A Python-reimplementation of the Pairs algorithm described by A. Scialdone et al. (2015)
# PyPairs - A python scRNA-Seq classifier
This is a python-reimplementation of the _Pairs_ algorithm as described by A. Scialdone et. al. (2015). Original Paper available under: https://doi.org/10.1016/j.ymeth.2015.06.021
The algorithm aims to classify single cells based on their transcriptomic signal. Initially created to predict cell cycle phase from scRNA-Seq data, this algorithm can be used for various applications.
It is a supervised maschine learning algorithm and as such it consits of two components: training (sandbag) and prediction (cyclone)
This function implements the training step of the pair-based prediction method.
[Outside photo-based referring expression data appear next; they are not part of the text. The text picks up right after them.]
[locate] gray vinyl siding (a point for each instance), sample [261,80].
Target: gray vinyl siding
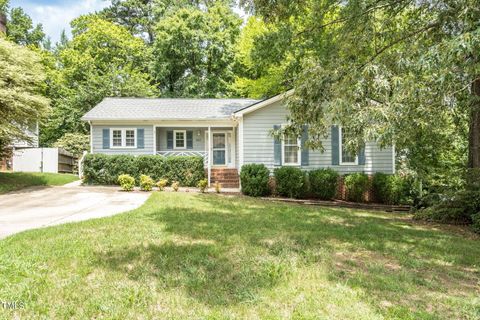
[198,140]
[97,143]
[258,145]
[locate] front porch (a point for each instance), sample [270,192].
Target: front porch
[216,145]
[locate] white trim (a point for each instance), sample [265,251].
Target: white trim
[91,136]
[123,135]
[154,140]
[240,144]
[393,159]
[175,139]
[209,166]
[340,153]
[299,154]
[263,103]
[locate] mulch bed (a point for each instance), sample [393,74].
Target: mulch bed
[345,204]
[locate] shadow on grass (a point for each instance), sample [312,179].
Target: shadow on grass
[224,250]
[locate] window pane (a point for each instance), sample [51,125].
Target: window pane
[179,139]
[291,154]
[346,155]
[130,138]
[117,138]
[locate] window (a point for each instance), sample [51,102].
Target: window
[116,138]
[179,139]
[347,157]
[130,138]
[123,138]
[291,151]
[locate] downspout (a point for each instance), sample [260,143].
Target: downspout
[209,164]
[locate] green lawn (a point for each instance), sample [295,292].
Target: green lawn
[18,180]
[185,255]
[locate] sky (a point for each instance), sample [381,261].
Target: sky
[55,15]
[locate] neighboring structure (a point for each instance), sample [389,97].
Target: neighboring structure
[227,133]
[6,163]
[53,160]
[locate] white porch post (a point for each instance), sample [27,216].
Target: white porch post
[209,155]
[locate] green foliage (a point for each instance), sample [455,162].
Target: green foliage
[254,180]
[202,185]
[102,60]
[290,182]
[104,169]
[126,181]
[22,86]
[75,143]
[356,184]
[455,208]
[391,189]
[175,186]
[218,186]
[146,183]
[20,29]
[194,51]
[476,222]
[323,183]
[161,184]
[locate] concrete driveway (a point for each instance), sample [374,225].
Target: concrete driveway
[45,206]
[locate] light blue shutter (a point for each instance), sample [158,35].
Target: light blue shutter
[106,138]
[335,146]
[140,138]
[277,148]
[169,139]
[189,139]
[305,153]
[361,156]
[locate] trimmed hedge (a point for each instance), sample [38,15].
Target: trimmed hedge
[323,183]
[105,169]
[390,189]
[356,184]
[254,180]
[290,182]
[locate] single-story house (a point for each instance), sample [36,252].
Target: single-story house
[227,133]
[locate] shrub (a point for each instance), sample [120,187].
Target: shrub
[255,179]
[323,183]
[127,182]
[104,169]
[146,183]
[175,186]
[202,185]
[218,187]
[457,208]
[161,184]
[356,184]
[391,189]
[290,182]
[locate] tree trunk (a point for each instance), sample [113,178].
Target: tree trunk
[474,132]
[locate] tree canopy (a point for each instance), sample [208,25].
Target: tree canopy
[22,92]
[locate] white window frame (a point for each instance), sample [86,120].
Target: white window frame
[299,155]
[340,151]
[184,139]
[124,138]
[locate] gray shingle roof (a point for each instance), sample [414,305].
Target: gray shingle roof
[163,109]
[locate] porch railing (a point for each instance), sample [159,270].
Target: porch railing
[203,154]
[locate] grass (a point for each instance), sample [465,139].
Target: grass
[206,256]
[11,181]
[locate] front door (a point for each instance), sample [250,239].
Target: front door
[219,146]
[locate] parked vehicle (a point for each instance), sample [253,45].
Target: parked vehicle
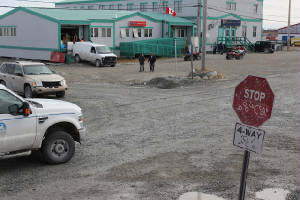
[98,54]
[31,78]
[264,46]
[295,41]
[188,56]
[238,52]
[51,126]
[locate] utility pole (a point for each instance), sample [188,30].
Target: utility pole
[204,34]
[198,20]
[289,27]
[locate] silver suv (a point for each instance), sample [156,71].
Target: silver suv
[31,79]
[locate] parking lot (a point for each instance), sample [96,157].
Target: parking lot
[155,144]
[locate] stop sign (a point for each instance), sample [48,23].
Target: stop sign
[253,101]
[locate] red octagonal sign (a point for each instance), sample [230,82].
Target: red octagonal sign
[253,101]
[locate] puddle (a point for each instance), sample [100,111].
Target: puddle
[198,196]
[271,194]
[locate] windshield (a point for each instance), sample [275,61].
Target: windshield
[36,70]
[103,49]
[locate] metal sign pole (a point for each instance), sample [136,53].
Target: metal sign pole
[176,58]
[244,175]
[192,56]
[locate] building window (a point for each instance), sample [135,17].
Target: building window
[231,5]
[111,7]
[155,7]
[101,7]
[244,31]
[8,31]
[14,31]
[165,5]
[139,32]
[178,6]
[106,32]
[120,6]
[95,32]
[180,33]
[130,6]
[147,32]
[127,32]
[254,31]
[143,6]
[90,7]
[255,8]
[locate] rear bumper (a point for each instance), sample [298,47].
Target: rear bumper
[43,90]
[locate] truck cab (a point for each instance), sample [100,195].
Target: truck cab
[51,126]
[98,54]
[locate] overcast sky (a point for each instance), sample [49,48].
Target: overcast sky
[275,11]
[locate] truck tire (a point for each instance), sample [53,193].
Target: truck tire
[28,92]
[58,147]
[2,82]
[98,63]
[77,58]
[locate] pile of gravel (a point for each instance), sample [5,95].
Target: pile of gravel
[164,83]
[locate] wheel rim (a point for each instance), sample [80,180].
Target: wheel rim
[28,92]
[59,149]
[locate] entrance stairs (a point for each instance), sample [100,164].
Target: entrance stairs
[230,42]
[160,47]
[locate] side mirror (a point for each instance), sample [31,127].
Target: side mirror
[26,109]
[13,109]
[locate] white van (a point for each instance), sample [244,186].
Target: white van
[99,54]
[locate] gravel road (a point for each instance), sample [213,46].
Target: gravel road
[155,144]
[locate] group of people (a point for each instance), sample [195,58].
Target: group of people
[151,60]
[219,47]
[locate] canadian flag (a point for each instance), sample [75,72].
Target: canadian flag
[170,11]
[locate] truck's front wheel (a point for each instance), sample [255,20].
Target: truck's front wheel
[58,147]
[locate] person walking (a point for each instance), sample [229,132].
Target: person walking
[222,48]
[215,48]
[142,62]
[152,60]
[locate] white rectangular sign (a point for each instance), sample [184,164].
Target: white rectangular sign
[248,138]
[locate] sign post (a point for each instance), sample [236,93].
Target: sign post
[253,103]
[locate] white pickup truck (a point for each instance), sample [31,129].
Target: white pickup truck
[51,126]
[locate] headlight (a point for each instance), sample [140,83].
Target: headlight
[37,84]
[63,82]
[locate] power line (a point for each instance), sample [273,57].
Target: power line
[150,8]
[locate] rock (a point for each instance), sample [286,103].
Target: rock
[212,74]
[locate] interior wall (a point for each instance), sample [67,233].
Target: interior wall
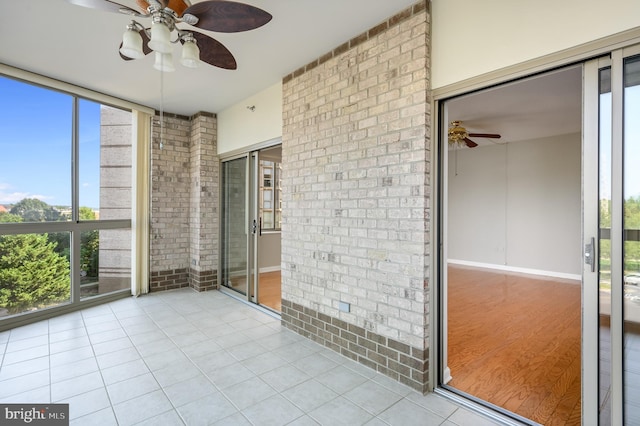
[270,249]
[470,38]
[254,120]
[517,205]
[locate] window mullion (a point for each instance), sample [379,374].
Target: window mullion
[75,204]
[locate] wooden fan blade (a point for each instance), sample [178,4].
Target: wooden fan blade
[106,5]
[145,46]
[213,52]
[227,17]
[485,135]
[470,143]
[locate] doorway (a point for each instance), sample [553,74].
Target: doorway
[251,217]
[511,247]
[540,246]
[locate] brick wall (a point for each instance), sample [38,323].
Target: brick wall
[203,218]
[355,206]
[115,198]
[184,196]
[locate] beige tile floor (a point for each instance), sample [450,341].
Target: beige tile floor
[182,357]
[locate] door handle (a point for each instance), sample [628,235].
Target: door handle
[590,254]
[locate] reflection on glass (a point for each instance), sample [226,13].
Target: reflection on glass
[270,195]
[105,261]
[234,232]
[605,248]
[631,222]
[34,272]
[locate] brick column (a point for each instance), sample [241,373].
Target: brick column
[356,212]
[203,214]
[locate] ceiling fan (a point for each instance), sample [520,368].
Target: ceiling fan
[213,15]
[458,134]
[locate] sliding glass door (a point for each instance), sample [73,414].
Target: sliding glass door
[618,82]
[235,253]
[250,232]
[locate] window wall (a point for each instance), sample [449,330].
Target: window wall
[65,199]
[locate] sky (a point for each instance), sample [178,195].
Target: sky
[35,145]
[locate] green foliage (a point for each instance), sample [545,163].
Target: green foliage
[631,221]
[87,213]
[34,268]
[89,254]
[34,210]
[32,274]
[6,217]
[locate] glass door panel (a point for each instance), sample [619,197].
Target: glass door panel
[631,249]
[234,241]
[604,265]
[511,236]
[619,241]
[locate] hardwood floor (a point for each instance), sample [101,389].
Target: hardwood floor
[514,341]
[270,291]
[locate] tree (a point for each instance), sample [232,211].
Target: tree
[6,217]
[32,274]
[34,210]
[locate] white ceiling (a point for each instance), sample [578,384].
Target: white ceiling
[537,107]
[80,46]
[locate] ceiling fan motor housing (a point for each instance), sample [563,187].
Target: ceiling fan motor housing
[457,133]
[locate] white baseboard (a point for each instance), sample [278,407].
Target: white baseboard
[516,269]
[270,269]
[447,375]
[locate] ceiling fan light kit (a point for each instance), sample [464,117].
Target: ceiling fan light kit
[458,135]
[213,15]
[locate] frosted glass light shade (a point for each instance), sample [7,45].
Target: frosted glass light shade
[190,55]
[164,62]
[132,44]
[160,38]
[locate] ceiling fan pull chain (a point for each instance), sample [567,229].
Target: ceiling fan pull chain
[161,106]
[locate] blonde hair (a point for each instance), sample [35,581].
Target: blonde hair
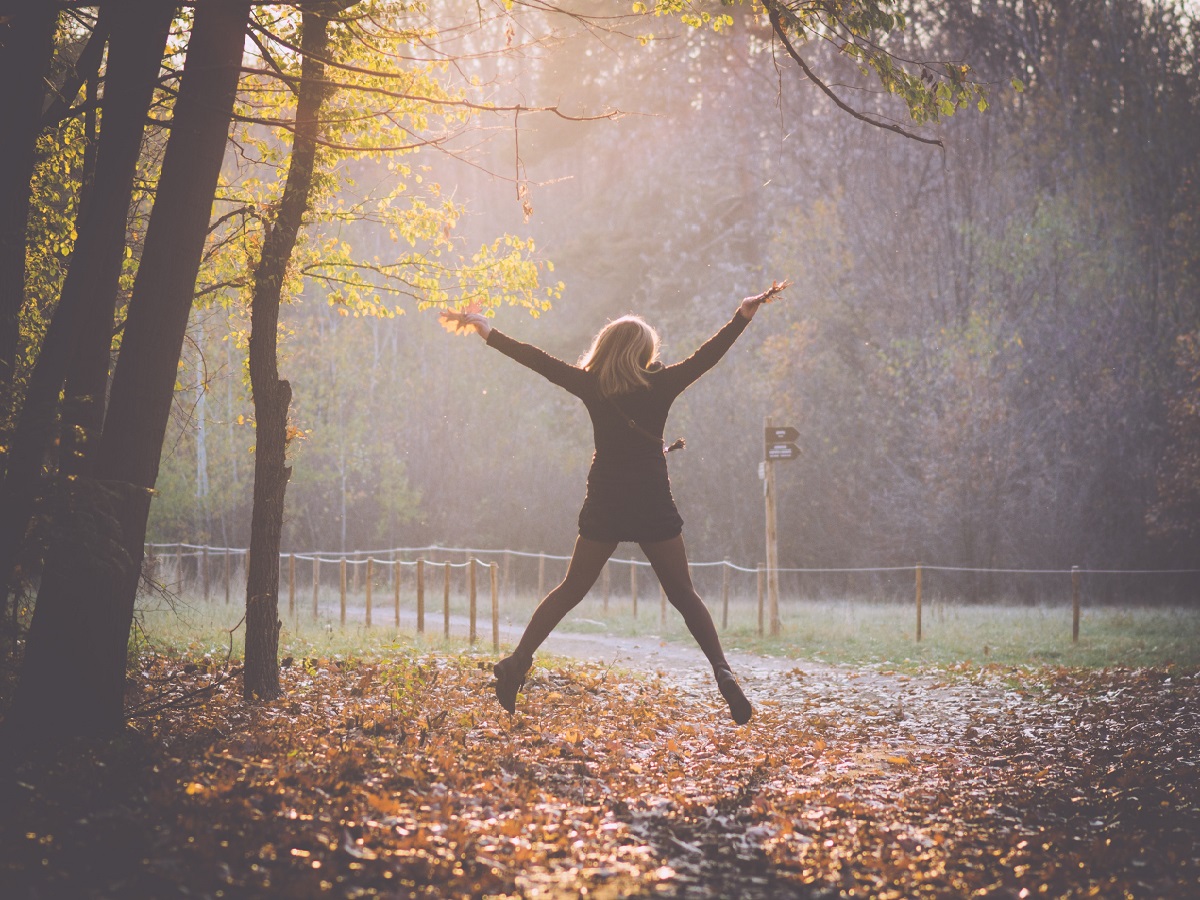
[621,355]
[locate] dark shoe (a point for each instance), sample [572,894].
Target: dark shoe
[739,707]
[509,679]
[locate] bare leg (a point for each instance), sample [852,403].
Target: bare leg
[670,562]
[587,563]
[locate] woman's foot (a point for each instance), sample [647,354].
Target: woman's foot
[510,675]
[739,707]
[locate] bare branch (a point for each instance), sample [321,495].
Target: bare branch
[778,28]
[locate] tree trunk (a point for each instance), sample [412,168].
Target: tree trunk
[84,313]
[273,395]
[73,677]
[27,45]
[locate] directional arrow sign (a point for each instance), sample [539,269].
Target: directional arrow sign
[780,436]
[783,451]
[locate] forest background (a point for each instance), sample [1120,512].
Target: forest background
[991,351]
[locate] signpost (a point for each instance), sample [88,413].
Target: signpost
[779,443]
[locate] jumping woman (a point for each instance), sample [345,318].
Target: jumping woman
[628,393]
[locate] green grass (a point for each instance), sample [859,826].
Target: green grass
[858,631]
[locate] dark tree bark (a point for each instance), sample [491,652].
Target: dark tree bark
[89,291]
[27,46]
[273,395]
[73,676]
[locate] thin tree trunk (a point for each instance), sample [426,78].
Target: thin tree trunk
[273,395]
[89,291]
[27,45]
[73,677]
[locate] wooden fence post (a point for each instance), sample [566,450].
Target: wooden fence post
[445,600]
[370,579]
[761,573]
[496,607]
[471,599]
[1074,604]
[918,603]
[316,587]
[342,574]
[420,595]
[725,595]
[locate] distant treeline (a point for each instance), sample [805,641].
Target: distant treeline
[991,353]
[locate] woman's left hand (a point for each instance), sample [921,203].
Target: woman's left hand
[750,305]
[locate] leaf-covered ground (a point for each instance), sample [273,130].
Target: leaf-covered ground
[403,778]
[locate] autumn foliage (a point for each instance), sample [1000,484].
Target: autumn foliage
[403,778]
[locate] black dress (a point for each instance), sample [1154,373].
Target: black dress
[629,491]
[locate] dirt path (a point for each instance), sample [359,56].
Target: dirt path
[924,709]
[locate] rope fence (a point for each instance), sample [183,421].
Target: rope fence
[364,573]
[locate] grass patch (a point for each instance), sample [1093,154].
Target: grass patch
[857,631]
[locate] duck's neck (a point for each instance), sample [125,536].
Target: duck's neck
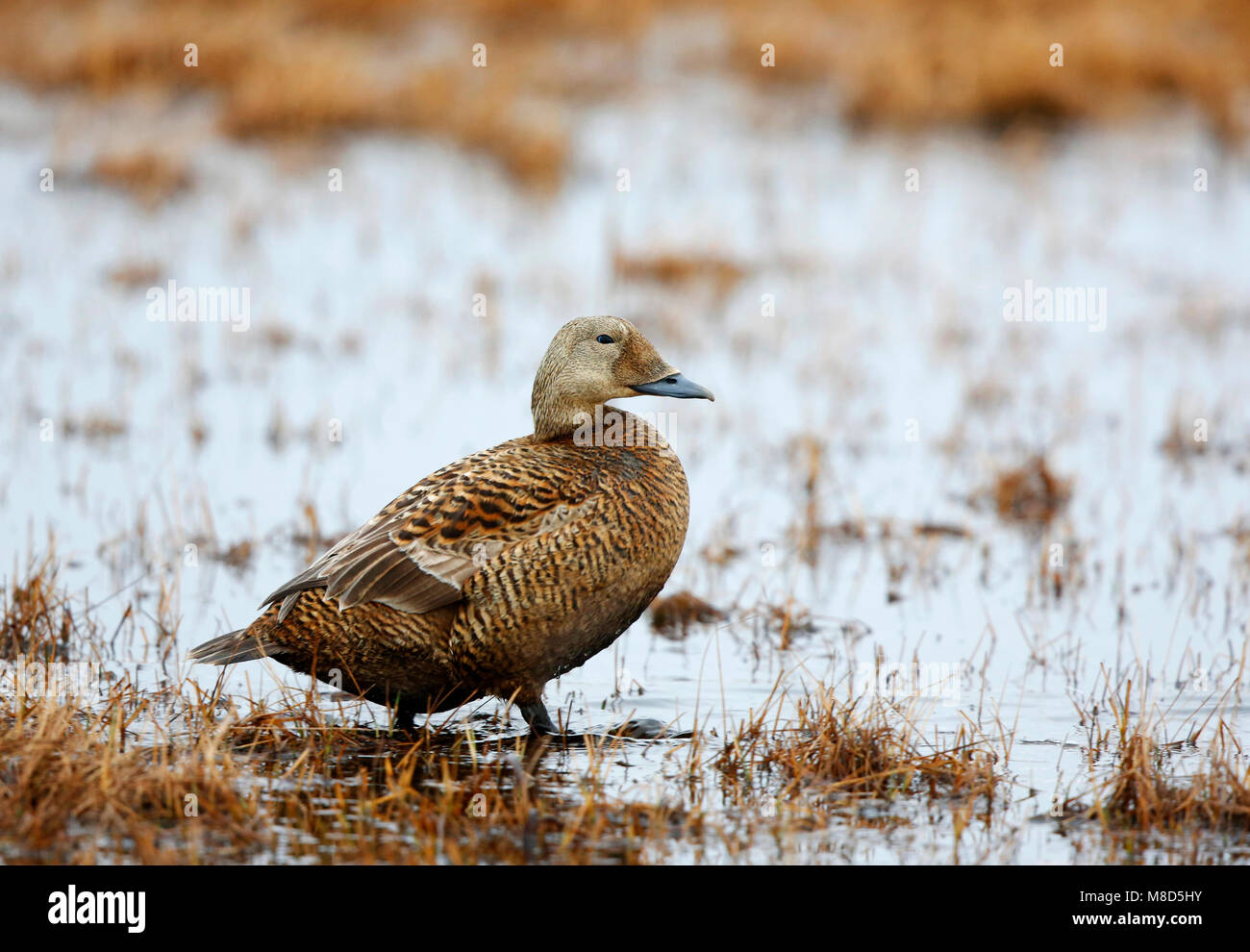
[558,420]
Pairs of genes _(A, B)_ are identified from a training data set, with known category for each sample. In each pair, the fraction of cells in category 1 with expression of A > B (based on expression values in the dataset) and the fraction with B > A in each other category exceeds a set threshold fraction. These pairs are defined as the marker pairs for category 1. This is repeated for each category to obtain a separate set of marker pairs.
This function implements the classification step. To illustrate, consider classification of cell cycles into G1 phase (a category of cell cycle). Pairs of marker genes are identified with sandbag, where the expression of the first gene in the training data is greater than the second in G1 phase but less than the second in all other phases. For each cell, cyclone calculates the proportion of all marker pairs where the expression of the first gene is greater than the second in the new data. A high proportion suggests that the cell is likely to belong in G1 phase, as the expression ranking in the new data is consistent with that in the training data. Proportions are not directly comparable between phases due to the use of different sets of gene pairs for each phase. Instead, proportions are converted into scores (see below) that account for the size and precision of the proportion estimate. The same process is repeated for all phases, using the corresponding set of marker pairs in pairs.